Emergency contraception became available in
the 1980s. By the mid-1990s almost 800 thousand prescriptions per year were
being issued. In 2002 family planning clinics issued nearly 27 thousand
prescriptions to girls under 16, and 77 thousand to young women aged 16 to 19.[iii]
The number obtaining prescriptions from GPs is not known. Yet the Government
now has a major campaign to increase its use among teenagers—a scheme has
recently piloted the provision of emergency contraception in supermarkets. A
DOH spokeswoman said: ‘We strongly support the involvement of Sainsbury’s,
working with the local NHS, to improve young women’s access to free emergency
contraception.’
The background to sex education
So
how have we arrived at the present situation where tens of thousands of under
age children are using contraception? For the past thousand years biblical
morality has been the foundation for sexual conduct in this country. Biblical
virtues were widely accepted as the only sure guide to sexual behaviour. How is
it possible that Great Britain, once a great Christian nation, has fallen so low
that the state is now issuing contraception to children in supermarkets?
In
the early 1970s, after the introduction of the abortion act in 1968, there was
wide spread concern about the high number of abortions among young people.

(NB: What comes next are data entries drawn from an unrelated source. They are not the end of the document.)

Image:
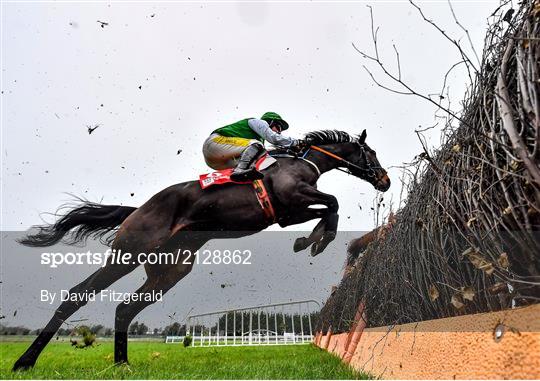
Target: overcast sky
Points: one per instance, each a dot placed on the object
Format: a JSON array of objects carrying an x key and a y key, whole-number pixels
[{"x": 159, "y": 77}]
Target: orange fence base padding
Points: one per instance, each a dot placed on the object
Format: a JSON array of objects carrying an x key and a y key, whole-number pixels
[{"x": 463, "y": 347}]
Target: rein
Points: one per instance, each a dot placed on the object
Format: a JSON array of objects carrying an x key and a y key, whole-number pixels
[{"x": 369, "y": 171}]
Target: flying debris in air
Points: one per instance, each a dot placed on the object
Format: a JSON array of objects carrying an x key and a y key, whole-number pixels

Although there were already over a thousand FPA contraceptive clinics around the
country, a Government review of family planning concluded that a substantial
expansion was needed to reduce the number of unwanted teenage pregnancies. The
British Medical Journal argued that a policy of free contraception would help
cut the number of unintended pregnancies.
In 1973 it was argued in Parliament that an
efficient and comprehensive family planning service, which included providing
contraception to girls under 16, would reduce abortion figures.[iv]

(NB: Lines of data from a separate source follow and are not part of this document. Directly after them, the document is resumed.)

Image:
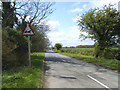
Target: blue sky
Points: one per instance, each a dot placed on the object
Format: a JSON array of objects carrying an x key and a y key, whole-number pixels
[{"x": 64, "y": 29}]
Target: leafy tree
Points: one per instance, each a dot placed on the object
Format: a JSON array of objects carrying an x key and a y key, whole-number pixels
[
  {"x": 14, "y": 48},
  {"x": 8, "y": 15},
  {"x": 102, "y": 25},
  {"x": 58, "y": 46}
]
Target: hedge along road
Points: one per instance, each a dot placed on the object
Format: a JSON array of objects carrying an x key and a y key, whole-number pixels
[{"x": 65, "y": 72}]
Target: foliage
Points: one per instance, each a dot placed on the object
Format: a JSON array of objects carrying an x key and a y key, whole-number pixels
[
  {"x": 32, "y": 77},
  {"x": 102, "y": 25},
  {"x": 107, "y": 53},
  {"x": 14, "y": 48},
  {"x": 58, "y": 46},
  {"x": 109, "y": 63},
  {"x": 8, "y": 14}
]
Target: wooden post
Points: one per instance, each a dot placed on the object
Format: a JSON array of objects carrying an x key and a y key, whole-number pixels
[{"x": 29, "y": 51}]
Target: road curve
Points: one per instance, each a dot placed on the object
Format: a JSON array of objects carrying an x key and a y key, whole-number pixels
[{"x": 65, "y": 72}]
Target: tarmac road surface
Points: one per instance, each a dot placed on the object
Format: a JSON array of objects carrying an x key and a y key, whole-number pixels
[{"x": 65, "y": 72}]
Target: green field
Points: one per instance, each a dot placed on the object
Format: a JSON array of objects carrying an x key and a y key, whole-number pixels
[
  {"x": 25, "y": 77},
  {"x": 87, "y": 54}
]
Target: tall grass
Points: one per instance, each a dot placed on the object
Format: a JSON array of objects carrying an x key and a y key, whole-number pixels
[{"x": 25, "y": 77}]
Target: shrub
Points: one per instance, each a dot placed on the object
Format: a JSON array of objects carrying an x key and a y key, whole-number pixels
[{"x": 14, "y": 48}]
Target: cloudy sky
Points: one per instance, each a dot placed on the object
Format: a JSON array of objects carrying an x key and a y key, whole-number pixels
[{"x": 63, "y": 24}]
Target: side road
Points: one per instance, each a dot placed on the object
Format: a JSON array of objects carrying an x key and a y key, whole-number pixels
[{"x": 64, "y": 72}]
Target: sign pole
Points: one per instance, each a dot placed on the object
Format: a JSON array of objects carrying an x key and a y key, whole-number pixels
[
  {"x": 29, "y": 51},
  {"x": 28, "y": 32}
]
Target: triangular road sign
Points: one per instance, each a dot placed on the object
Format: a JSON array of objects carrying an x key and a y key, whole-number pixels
[{"x": 28, "y": 31}]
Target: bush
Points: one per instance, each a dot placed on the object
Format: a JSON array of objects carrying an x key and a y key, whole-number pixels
[{"x": 14, "y": 48}]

And so in 1974, by an Act of Parliament, the British Government became
responsible for supplying contraceptives to children. It was now Government
policy for the state to provide contraceptives to children under the age of
sexual consent. This Act of Parliament represented a massive change in
social policy and was a landmark decision in favour of the sexual revolution.
And
the most disturbing aspect of the Act was that it allowed doctors to prescribe
contraceptives to children without the knowledge or consent of their parents—and
hardly anybody outside the family planning lobby was aware of this fact. Few
people realised that doctors now had the right to prescribe contraceptives for
children and keep the fact secret from their parents.
So
contraceptives have been freely available to under age children on the National
Health Service (NHS) since 1974, and a number of ideologically motivated
organisations, such as the Family Planning Association (FPA), the Health
Education Authority (HEA) and the Brook Advisory Centres (Brook), have spent
millions of pounds of public money on promoting contraception among young
people. How ironic that after three decades of free contraception for children,
provided free by the state, the UK has the highest rate of teenage pregnancies
in Western Europe! How ironic that after three decades of free contraception
for children, there is now an epidemic of STDs among young people. Any
reasonable person would conclude that the policy has failed—that the promotion
of contraceptives is not the answer to teenage pregnancies. Why then does our
Government persist with the policy of promoting contraceptives among children, a
policy that is clearly not meeting its stated objectives?
The sexual revolution
To
answer this question we need to explore the link between sex education and the
sexual revolution. In my book, Lesson in Depravity, I conclude ‘we can
only understand the motivation behind sex education if we grasp the essential
point that sex education has evolved out of the ideas of the sexual
revolution’. Many of the revolutionaries realised that sex education could be a
powerful vehicle for promoting their ideas among children.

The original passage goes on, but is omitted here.